Extending exclude file after some snapshots: how to get rid of old files

Hi!
I’ve searched through the manual, github, and this forum but I could not find an approach for a use-case I do think is quite common.
I’ve done some backups with restic (I’m still new to it). Meanwhile my backup disk is at >99% usage. So I need to ignore more directories. Therefore, I extended the exlude-file.
Now I need to get rid of the data within the snapshots for these new excludes before I’m able to create a new snapshot. If not, my backup disk would be 100% full which is something restic does not handle to my knowledge. (Which is very bad IMHO.)

Since https://github.com/restic/restic/issues/14 is not resolved, there must be a workaround to do so.

I’m guessing that prune might delete this data somehow?
I tried to mount the latest snapshot and delete the files but the mount point is read-only and I do think this should not be overridden for good reasons.

Thanks for any hint here!

Note that at 99% full, you’re still going to have problems even if you could rewrite snapshots in this way, because the data is not immediately deleted. Prune needs to rewrite packs containing deleted objects into new packs before it can delete the old packs, so you need some free space for prune to work correctly – and if you can’t prune, there’s not really any way to remove data blobs.

You likely need to temporarily copy the repository to a larger disk before you can fix this issue.

Do you really need the old snapshots? Personally, I wouldn’t complicate things - I’d just delete the entire repository and start a new one. Reason: I never need that old data anyway, and I always have the second backup to lean on if I did. Because you do have a second backup, right? :wink:

No, I don’t need it. I just wanted to spare me the 30 hours of initial running time to backup my 4TB again.
OK, I will start from scratch then.

I guess it’s either that or what @cdhowie said, copying the repo to another larger disk for maintenance.

I see. Unfortunately, I don’t have a larger disk. And copying the content twice would take longer anyway.

I just would like to comment that PR #2513 adds a possibility. With this change, the way to go could be:

  • create a new backup/snapshot with more excluded files
  • forget your original backup snapshot
  • run cleanup-index and cleanup-packs

cleanup-index does create new index files and delete the old ones but does so file-by-file.
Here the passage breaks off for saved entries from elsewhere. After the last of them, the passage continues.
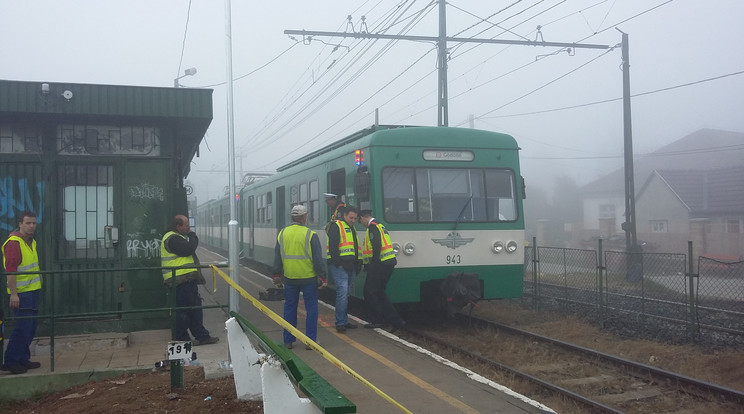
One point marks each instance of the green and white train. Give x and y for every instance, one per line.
x=451, y=199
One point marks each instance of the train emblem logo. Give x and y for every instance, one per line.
x=453, y=240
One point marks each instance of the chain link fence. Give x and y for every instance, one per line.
x=653, y=295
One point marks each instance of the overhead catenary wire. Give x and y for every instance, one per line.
x=342, y=87
x=183, y=42
x=669, y=88
x=296, y=99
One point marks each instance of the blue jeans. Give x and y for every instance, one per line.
x=187, y=294
x=291, y=301
x=343, y=279
x=18, y=350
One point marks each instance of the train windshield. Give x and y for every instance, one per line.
x=448, y=194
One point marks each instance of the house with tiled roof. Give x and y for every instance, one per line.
x=690, y=184
x=703, y=206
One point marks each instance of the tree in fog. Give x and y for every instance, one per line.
x=553, y=215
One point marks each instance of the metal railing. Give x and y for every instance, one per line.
x=641, y=294
x=54, y=317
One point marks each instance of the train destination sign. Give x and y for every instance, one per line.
x=444, y=155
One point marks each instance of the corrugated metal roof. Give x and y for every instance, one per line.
x=695, y=152
x=104, y=100
x=187, y=111
x=713, y=191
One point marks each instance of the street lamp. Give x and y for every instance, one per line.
x=187, y=72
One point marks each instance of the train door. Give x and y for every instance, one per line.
x=281, y=207
x=249, y=224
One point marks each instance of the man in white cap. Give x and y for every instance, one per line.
x=299, y=267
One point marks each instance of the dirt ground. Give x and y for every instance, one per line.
x=148, y=392
x=151, y=392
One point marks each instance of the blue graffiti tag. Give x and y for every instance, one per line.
x=13, y=203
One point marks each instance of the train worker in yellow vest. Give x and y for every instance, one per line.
x=343, y=263
x=178, y=250
x=335, y=205
x=299, y=267
x=19, y=255
x=379, y=260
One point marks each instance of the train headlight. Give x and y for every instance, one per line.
x=396, y=248
x=408, y=249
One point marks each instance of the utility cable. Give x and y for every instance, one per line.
x=183, y=42
x=616, y=99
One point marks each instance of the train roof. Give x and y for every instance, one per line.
x=431, y=133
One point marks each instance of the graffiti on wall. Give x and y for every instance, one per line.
x=146, y=191
x=143, y=245
x=16, y=196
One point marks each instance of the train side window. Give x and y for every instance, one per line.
x=398, y=194
x=313, y=202
x=501, y=195
x=269, y=208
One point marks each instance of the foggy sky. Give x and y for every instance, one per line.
x=291, y=98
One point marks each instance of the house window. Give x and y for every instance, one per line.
x=733, y=226
x=87, y=198
x=606, y=211
x=658, y=226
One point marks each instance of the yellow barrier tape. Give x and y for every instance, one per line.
x=304, y=339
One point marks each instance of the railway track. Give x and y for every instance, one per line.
x=596, y=381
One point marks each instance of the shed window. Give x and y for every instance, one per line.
x=108, y=140
x=17, y=138
x=86, y=194
x=659, y=226
x=607, y=211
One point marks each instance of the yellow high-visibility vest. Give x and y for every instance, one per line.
x=345, y=241
x=169, y=260
x=296, y=251
x=386, y=249
x=29, y=263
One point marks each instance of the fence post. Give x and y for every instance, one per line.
x=52, y=322
x=600, y=283
x=176, y=365
x=691, y=289
x=534, y=274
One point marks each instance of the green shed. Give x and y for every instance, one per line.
x=103, y=168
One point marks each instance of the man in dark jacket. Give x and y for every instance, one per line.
x=379, y=259
x=178, y=250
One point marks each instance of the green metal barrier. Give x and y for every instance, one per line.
x=327, y=398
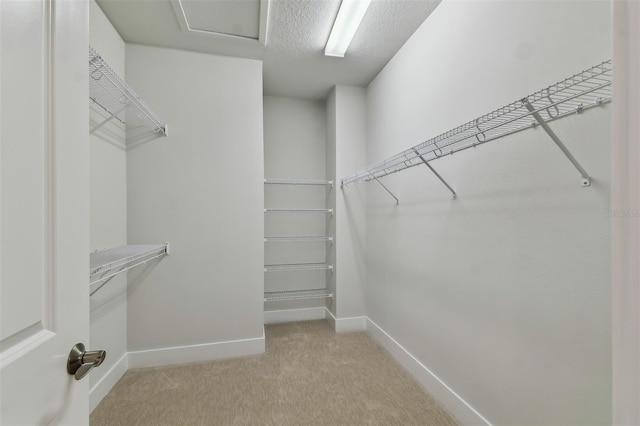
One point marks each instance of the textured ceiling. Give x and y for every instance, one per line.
x=294, y=61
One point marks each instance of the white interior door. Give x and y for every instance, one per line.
x=44, y=211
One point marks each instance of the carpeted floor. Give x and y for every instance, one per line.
x=309, y=375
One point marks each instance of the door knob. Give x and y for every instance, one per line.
x=80, y=361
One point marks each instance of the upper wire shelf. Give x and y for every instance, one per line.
x=312, y=182
x=575, y=94
x=303, y=239
x=114, y=95
x=288, y=267
x=330, y=211
x=106, y=264
x=314, y=293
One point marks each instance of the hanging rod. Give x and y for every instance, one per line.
x=298, y=182
x=114, y=95
x=330, y=211
x=314, y=293
x=286, y=267
x=106, y=264
x=587, y=89
x=297, y=239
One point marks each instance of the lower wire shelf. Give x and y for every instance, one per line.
x=314, y=293
x=284, y=267
x=106, y=264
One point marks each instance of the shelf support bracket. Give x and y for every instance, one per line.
x=111, y=116
x=586, y=180
x=387, y=189
x=455, y=196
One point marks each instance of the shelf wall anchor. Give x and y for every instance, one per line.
x=586, y=180
x=387, y=189
x=455, y=196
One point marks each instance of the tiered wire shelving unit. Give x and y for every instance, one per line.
x=111, y=93
x=302, y=294
x=574, y=95
x=106, y=264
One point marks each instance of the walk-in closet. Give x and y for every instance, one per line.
x=336, y=212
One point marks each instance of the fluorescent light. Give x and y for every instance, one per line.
x=344, y=28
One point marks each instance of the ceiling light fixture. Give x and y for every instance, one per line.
x=344, y=28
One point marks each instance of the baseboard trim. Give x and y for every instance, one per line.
x=292, y=315
x=344, y=325
x=108, y=381
x=196, y=353
x=457, y=406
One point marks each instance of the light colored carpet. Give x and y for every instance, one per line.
x=309, y=375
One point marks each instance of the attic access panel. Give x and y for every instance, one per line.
x=236, y=19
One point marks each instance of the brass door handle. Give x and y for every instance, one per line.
x=80, y=361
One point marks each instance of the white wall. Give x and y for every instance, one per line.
x=295, y=148
x=346, y=124
x=201, y=189
x=625, y=204
x=504, y=293
x=108, y=206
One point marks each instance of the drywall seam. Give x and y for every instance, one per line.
x=292, y=315
x=462, y=410
x=108, y=381
x=196, y=353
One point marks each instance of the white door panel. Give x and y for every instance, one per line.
x=44, y=237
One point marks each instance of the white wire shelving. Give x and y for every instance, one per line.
x=315, y=293
x=574, y=95
x=295, y=182
x=329, y=211
x=300, y=239
x=115, y=96
x=106, y=264
x=290, y=267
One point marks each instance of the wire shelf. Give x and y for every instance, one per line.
x=112, y=94
x=297, y=239
x=287, y=267
x=298, y=182
x=105, y=264
x=315, y=293
x=575, y=94
x=330, y=211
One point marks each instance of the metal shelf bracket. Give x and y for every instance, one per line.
x=387, y=189
x=586, y=180
x=455, y=196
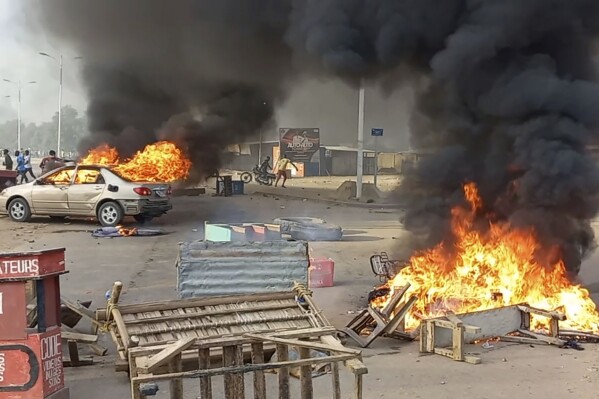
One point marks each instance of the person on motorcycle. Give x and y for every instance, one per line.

I think it should work if you have some MB free…

However, I would not suggest running this on a productive backup until the PR is reviewed and fully tested!

Sorry to necro this thread, but it fits perfectly to my situation too:

I made a couple of snapshots then realized I should have excluded the thumbnails folders of my photo backups as those can easily be recreated and just pollute my backups.

If I now exclude thumbnail folders, will subsequent forget/prune commands make them “drop” out of my snapshots?

Yes, once they fall outside of the forget policy.